Si riparla di Paolo Perazzoli. Nel caso l’ex sindaco decidesse di ripresentarsi, sareste pronti a sostenerlo? In fondo voi eravate quelli della rottamazione.

“Ribadisco: il candidato è l’ultimo dei pensieri in questo momento, occorre un progetto. Perazzoli sceglierà autonomamente, ancora nessuno si è dichiarato. In politica ci può stare tutto, ancora non mi sono posto la questione. Le porte non sono chiuse a nessuno. Magari fossimo nella fase dell’individuazione del candidato. Vorrebbe dire aver già compiuto un lungo percorso assieme”.

C’è un tema che da consigliere regionale considera prioritario?

“Gli argomenti a me cari sono tanti. Penso comunque che sia fondamentale riuscire a rendere fruibili e facilmente spendibili i fondi europei. Ad oggi sono l’unica possibilità per finanziare la pesca, l’artigianato, l’agricoltura, il turismo e la blue-economy”.

Chiudiamo con la vicenda Liberati. In una situazione dove persino il Ministero degli Esteri ha grandi difficoltà di intervento in Gambia, sarebbe ingiusto e paradossale scaricare le responsabilità su consiglieri comunali e regionali, sindaci e assessori. Perché quindi utilizzare il suo nome in campagna elettorale?

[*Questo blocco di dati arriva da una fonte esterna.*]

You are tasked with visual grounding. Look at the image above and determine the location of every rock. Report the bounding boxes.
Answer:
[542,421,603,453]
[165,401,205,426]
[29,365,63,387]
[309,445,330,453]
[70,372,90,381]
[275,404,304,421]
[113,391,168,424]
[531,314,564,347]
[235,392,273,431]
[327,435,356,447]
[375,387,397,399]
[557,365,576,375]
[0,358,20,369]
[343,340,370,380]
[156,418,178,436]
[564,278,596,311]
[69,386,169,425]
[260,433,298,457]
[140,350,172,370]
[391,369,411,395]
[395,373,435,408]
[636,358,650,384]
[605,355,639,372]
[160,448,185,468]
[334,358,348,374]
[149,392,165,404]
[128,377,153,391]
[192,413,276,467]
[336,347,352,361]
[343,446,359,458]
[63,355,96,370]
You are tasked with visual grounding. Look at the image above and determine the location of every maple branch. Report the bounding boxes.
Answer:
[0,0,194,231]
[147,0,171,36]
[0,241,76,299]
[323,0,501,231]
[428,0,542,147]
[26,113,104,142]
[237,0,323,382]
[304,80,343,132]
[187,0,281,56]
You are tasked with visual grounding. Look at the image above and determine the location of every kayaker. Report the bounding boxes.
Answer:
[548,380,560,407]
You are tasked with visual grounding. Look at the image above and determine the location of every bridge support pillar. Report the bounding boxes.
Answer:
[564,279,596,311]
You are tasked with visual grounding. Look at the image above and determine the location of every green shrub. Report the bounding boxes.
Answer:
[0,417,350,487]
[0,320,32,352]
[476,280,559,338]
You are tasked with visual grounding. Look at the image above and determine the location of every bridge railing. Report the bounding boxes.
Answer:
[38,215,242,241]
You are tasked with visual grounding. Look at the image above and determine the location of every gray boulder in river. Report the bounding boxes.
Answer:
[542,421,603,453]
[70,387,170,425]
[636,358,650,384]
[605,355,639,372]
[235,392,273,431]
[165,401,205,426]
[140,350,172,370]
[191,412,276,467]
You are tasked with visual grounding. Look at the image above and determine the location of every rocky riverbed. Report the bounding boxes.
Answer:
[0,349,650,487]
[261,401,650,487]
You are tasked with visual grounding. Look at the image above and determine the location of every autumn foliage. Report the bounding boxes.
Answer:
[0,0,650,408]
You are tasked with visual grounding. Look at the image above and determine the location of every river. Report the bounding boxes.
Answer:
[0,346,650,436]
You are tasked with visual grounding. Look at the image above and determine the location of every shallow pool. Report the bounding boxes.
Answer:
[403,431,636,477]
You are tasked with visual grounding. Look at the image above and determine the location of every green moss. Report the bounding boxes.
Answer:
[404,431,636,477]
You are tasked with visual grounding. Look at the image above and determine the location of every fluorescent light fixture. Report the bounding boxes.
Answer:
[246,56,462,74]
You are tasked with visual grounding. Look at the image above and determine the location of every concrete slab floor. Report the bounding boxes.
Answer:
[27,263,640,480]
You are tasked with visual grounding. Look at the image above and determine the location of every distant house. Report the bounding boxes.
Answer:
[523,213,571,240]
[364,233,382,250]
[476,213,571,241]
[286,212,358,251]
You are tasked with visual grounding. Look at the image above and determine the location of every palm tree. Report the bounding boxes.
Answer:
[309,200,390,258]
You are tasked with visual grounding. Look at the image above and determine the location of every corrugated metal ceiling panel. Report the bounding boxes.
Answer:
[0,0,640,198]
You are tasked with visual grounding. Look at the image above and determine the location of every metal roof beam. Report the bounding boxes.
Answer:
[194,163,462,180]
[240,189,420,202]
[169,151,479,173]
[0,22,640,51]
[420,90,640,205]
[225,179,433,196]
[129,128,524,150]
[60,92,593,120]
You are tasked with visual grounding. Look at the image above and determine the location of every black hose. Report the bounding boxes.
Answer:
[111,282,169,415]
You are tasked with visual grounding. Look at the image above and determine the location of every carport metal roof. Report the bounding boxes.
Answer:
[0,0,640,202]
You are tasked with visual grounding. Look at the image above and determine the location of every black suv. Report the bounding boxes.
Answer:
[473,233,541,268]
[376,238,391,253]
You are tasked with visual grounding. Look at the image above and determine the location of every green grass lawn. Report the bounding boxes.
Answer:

“Respingo qualsiasi accusa di strumentalizzazione. Anzi, è stato un vantaggio poter approfittare delle elezioni, abbiamo messo in luce il problema. La mia battaglia l’ho fatta sempre, in tempi non sospetti. Non mollo; in tanti stanno lavorando, ci sono punti delicati da affrontare. Le autorità del Gambia leggono la stampa italiana e locale, sono attente a quello che si dice. Bisogna stare attenti. Sono a favore degli degli appelli ma sono certo che l’Ambasciata stia lavorando sodo”.